Closed frewsxcv closed 5 years ago
From what I can tell, there's no way to do this via json.dumps
, so I'm not entirely sure how one would go about this.
@frewsxcv json.dumps
will not write excess places of precision for rounded floats:
>>> import json
>>> import math
>>> json.dumps(round(math.pi, 2))
'3.14'
In my Fiona project, I'm doing this in Cython: https://github.com/Toblerity/Fiona/blob/master/fiona/_transform.pyx#L151-L180. It could be ported?
round
returns a String
, which might not be what the user wants? I'll think about it.
No, round()
returns a float. json.dumps()
returns a string.
You're right, not sure what I was thinking. sips coffee
That looks like a good solution then.
Has this feature been implemented? I assume not, but checking just in case. Thanks.
It hasn't been implemented yet, but if someone had time to implement it, I'd gladly review+merge it
This can be accomplished with the current API via this:
def round5(c): return round(c, 5)
rounded_coords_geom = geojson.GeoJSON.to_instance(geojson.utils.map_coords(round5, geometry))
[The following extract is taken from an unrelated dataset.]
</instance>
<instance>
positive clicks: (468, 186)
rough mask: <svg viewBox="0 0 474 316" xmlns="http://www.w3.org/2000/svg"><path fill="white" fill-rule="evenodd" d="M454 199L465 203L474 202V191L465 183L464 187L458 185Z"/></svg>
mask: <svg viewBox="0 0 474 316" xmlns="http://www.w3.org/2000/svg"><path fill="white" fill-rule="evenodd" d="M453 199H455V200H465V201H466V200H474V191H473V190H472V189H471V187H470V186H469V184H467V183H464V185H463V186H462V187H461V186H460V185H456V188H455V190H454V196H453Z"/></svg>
Then use rounded_coords_geom
in dumps()
.
Quick tip: rounding lng-lat to 5 decimal places is pretty close to 1 meter precision. (This varies by latitude, but not a bad estimate.)
Looking at the Decimal Degrees precision chart, 7 decimal places is the "practical limit of commercial surveying" and 8 is related to "specialized surveying (e.g. tectonic plate mapping)." So, let's go with 8 decimal places as the default; customization can be implemented separately/in parallel.
I did some more research on the WGS84 Geodetic Datum (the one to which GeoJSON is specifically bound) and it turns out that, according to the U.S. National Geospatial-Intelligence Agency (PDF link) the accuracy of WGS84 is in the 1 meter range. That puts us in the 5-6 decimal place default range. So we'll go with 6 places instead of 8 as the default.